A partir de agora todo e qualquer planejamento deverá ser voltado para mantermos viva nossa civilização através dos jovens, daqueles que ainda não ultrapassaram o cinqüentenário e poderão se beneficiar com os novos doadores que deverão ser formados.

O homem parou de falar abruptamente. A ordem fora dada como um pedido – olhou demoradamente o rosto de cada homem e mulher presentes, levantou o braço direito com os punho fechado e se afastou, entrando no elevador que desapareceu de vista sem um ruído. Todos ficaram em silêncio.

O silencio continuou enquanto todos saiam do salão. Alguns cumprimentavam Elisa e João, outros apenas olhavam e sorriam. Meia hora depois os três estavam sozinhos na enorme mesa redonda.

– Por que eu? – Elisa perguntou quebrando o silêncio.

– Sei que está confusa e essa pergunta é pertinente, precisa ser respondida – a anfitriã pensou por algum tempo – Mas para respondê-la preciso que primeiro conheça nossa história. Venham comigo!

Levantou-se e saíram do salão subindo a escada que os levou a uma imensa biblioteca. Lá dentro pessoas deitadas em divãs, algumas solitárias, outras em grupo viajavam virtualmente por lugares inimagináveis.

Encontraram os divãs para três, disposto de maneira que os pés ficassem em triangulo, como a pétala de uma flor. Colocou o dispositivo – uma meia lua de prata com algumas pequenas luzes azuis piscando – na cabeça das visitas e pediu que se deitassem.

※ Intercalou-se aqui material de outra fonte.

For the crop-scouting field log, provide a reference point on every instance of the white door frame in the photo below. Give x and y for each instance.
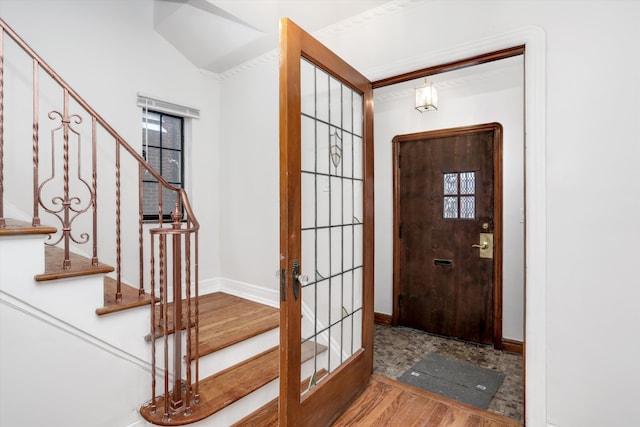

– Relaxem o máximo que puderem. Não se preocupem com nada, não serão afetados e nem poderão afetar o que quer que vejam. Poderemos conversar entre nós e podem fazer perguntas caso queiram.

A anfitriã fez o mesmo consigo mesma, deitou-se e pegou o pequeno monitor preso a lateral do divã, tocou a tela com os dedos finos e fechou os olhos.